Zoom. La future collection d’Alexander Wang pour H&M suscite l’impatience de ses fans. Ce genre de mariage avantage-t-il les marques haut de gamme?
La rumeur a été confirmée il y a un mois: la prochaine collection capsule de H&M sera signée Alexander Wang. Le 6 novembre prochain, une hystérie collective est donc à prévoir dans les 250 magasins délivrant le saint Graal. Car Alexander est un cool kid. Cool comme la marque portant son nom, mélange de sophistication urbaine et de nonchalance sportive, adulée par les non moins cools Rihanna ou Zoë Kravitz. Cool comme sa dégaine de postado new-yorkais, cheveux mi-longs et pantalon large. Cool comme sa nomination en 2012, à 29 ans, à la direction artistique de la prestigieuse maison Balenciaga.
Après Karl Lagerfeld, Stella McCart-ney ou Lanvin, Wang devient le premier designer américain à s’associer au géant suédois pour une collection masstige, contraction de «mass market» et «prestige». Soit ce mariage entre grande distribution et luxe, qui permet à des milliers de modeuses de s’offrir l’univers d’un grand créateur à bas prix. Problème: ça ne plaît pas toujours aux clientes habituelles des marques invitées. L’an dernier, plusieurs fidèles d’Isabel Marant se sont dites trahies par la collaboration de la reine du chic parisien avec H&M. Car, si le luxe est partout, alors où est le luxe? Et, si une marque perdait sa clientèle de base, sa survie pourrait en être menacée.
En principe, le masstige est une stratégie gagnant-gagnant. Pour les mastodontes comme H&M, il s’agit de faire parler de soi tout en redorant son blason. «La grande distribution veut montrer sa capacité à faire autre chose que des vêtements bon marché», expose Vincent Bastien, ancien directeur général de Louis Vuitton et auteur, avec Jean-Noël Kapferer, de Luxe oblige (Ed. Eyrolles). De leur côté, les marques invitées espèrent conquérir un nouveau public. Autre avantage majeur: la possibilité de tester de nouveaux produits dans un environnement économique peu risqué. Grâce à H&M, le chausseur Jimmy Choo a pu s’essayer aux vêtements et Isabel Marant aux habits pour hommes.

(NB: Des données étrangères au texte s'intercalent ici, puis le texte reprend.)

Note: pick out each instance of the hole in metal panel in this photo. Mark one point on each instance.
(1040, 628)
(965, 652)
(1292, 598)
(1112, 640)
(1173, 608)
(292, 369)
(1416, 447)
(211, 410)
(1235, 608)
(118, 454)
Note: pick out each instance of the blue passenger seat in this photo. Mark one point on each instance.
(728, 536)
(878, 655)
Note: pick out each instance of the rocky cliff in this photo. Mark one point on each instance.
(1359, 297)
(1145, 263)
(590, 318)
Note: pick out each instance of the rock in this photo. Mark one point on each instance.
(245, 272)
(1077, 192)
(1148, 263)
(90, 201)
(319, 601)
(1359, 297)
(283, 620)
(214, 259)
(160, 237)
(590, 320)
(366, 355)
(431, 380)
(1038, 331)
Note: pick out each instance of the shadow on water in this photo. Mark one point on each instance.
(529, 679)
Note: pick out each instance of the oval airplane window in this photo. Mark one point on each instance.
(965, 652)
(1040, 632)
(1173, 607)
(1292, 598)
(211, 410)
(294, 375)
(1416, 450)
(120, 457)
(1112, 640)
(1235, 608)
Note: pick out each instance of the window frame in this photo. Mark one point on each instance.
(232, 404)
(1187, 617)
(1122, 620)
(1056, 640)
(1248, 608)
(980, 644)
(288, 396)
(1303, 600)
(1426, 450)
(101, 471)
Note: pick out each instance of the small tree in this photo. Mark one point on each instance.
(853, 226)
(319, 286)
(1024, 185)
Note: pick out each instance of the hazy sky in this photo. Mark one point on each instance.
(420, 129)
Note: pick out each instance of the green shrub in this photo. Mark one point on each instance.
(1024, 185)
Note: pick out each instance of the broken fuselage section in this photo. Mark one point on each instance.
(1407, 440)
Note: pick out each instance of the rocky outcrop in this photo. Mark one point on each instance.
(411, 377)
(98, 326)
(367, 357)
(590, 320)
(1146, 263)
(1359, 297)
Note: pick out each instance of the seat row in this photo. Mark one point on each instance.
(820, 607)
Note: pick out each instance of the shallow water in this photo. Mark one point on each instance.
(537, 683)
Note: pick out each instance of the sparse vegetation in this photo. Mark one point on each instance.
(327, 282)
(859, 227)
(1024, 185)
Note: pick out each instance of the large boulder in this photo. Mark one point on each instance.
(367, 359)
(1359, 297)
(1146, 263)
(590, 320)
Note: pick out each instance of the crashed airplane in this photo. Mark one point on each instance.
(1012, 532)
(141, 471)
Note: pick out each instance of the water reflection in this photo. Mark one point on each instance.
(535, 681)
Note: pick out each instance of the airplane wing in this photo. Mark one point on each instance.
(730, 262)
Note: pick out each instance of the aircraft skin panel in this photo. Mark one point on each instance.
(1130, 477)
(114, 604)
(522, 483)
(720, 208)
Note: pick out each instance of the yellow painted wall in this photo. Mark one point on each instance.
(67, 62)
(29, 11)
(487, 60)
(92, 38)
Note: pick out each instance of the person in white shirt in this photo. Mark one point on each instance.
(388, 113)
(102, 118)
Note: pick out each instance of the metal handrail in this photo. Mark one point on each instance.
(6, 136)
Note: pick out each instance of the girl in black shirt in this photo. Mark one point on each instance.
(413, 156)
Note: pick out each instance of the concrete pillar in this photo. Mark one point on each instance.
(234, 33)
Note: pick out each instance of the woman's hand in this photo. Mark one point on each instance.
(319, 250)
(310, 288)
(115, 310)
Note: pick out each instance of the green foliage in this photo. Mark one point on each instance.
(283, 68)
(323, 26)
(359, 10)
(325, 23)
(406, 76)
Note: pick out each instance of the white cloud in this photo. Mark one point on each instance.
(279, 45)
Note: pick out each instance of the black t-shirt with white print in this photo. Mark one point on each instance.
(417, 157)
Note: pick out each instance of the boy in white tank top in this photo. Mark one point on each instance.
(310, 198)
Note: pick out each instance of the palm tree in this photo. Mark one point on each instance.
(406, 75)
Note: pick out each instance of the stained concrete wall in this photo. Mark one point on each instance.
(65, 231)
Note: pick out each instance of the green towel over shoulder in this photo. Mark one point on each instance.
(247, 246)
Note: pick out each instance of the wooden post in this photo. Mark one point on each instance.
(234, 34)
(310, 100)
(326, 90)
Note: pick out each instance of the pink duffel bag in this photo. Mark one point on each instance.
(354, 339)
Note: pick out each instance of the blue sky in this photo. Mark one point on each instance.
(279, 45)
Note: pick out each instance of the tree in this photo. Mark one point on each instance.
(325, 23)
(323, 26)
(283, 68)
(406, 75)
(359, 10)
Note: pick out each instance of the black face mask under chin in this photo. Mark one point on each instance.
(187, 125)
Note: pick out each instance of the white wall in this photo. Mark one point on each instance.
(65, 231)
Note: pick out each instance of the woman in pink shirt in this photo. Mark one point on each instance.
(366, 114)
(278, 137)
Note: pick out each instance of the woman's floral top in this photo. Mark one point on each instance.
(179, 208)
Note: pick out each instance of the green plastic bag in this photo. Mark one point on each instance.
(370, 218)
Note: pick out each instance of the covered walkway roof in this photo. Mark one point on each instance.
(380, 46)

La réalité est plus contrastée. En 2012, 52 des 69 produits dessinés par Marni pour H&M ont été soldés à plus de 50%, à en croire l’entreprise de prédictions de tendances EDITD. En 2011, c’était Versace qui voyait 14 de ses 32 pièces noyées dans les soldes de l’enseigne suédoise. Ce semi-échec est parfois dû à la mauvaise qualité de vêtements vendus plus cher que les produits H&M classiques. Mais sans service clients et avec un site d’e-shopping saturé. De quoi tuer définitivement l’aura de prestige d’une marque de luxe.
Aveu de faiblesse?
Selon Vincent Bastien, les marques qui s’engagent dans une opération de masstige sont déjà sur le déclin ou pas encore viables. «Il s’agit d’un aveu de faiblesse profond. Je ne vois pas une maison dynamique accepter ce genre de collaboration.» Il y a d’ailleurs peu de chances qu’une marque de luxe au sens traditionnel s’engage dans une opération de masstige: exorbitant, le prix des objets de luxe se justifie notamment par un savoir-faire unique, lié à l’histoire ou à un héritage.
La logique est différente pour Isabel Marant ou Alexander Wang, des marques de mode dites premium, sans savoir-faire particulier. Celles-ci peuvent bénéficier au mieux des avantages offerts par les collaborations masstige.
Que va-t-il se passer pour Alexander Wang? En réalité, l’Américain ne prend pas beaucoup de risques, car il ne se positionne pas comme une marque de luxe, ni même premium. En témoigne son site internet qui, contrairement aux grandes maisons, propose presque l’intégralité de ses créations. Un kid vraiment cool, Alexander.